In February, I received the first book I was ever “pitched” by a publicist and invited to review; as I’ve said before, I had been blogging for months before I even realized that book bloggers were frequently sought out and offered free books! Well, they aren’t entirely “free” – I do feel that if I accept a book through a publicist, and even more when it comes directly from the author, that I have a responsibility to read and review it in a reasonably timely manner, and I try to comply. Having said that, there are several “review books” currently waiting in a stack in my living room. If it’s not for a blog tour, online book club, or something similar with a specific deadline for posting my review, I’ve begun letting authors and publicists know it could be weeks before I get to their books, and that they should tell me if that’s a problem; so far, no one has said it is. While I appreciate the review offers I get and free books are nice for my wallet, I won’t accept any books that I wouldn’t be willing to spend my own money to read, and I have no wish to become primarily a “book reviewer;” I am, and always want to be, a READER first. I just happen to be a reader who blogs her impressions of what she reads.

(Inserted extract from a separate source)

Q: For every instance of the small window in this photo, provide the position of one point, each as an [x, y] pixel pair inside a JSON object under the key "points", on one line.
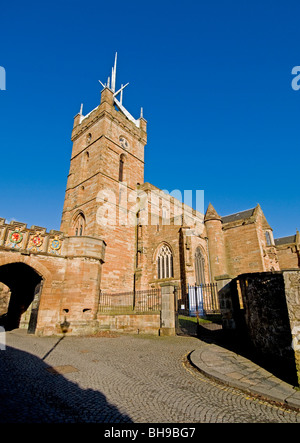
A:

And as a reader, I’m thinking about my best reading experiences of 2008. They weren’t always the books I gave the highest ratings, but they are books that introduced me to something new, resonated with me in one way or another, and have stuck with me over the course of the year. And for what it’s worth, all but one was “discretionary” reading, although two of them did lead to review offers of another book by the same author.

Book of the Year, Fiction:
The Year of Fog, by Michelle Richmond. Coupled with her second novel, No One You Know, Richmond is also my “Must-read Author Discovery” of the year.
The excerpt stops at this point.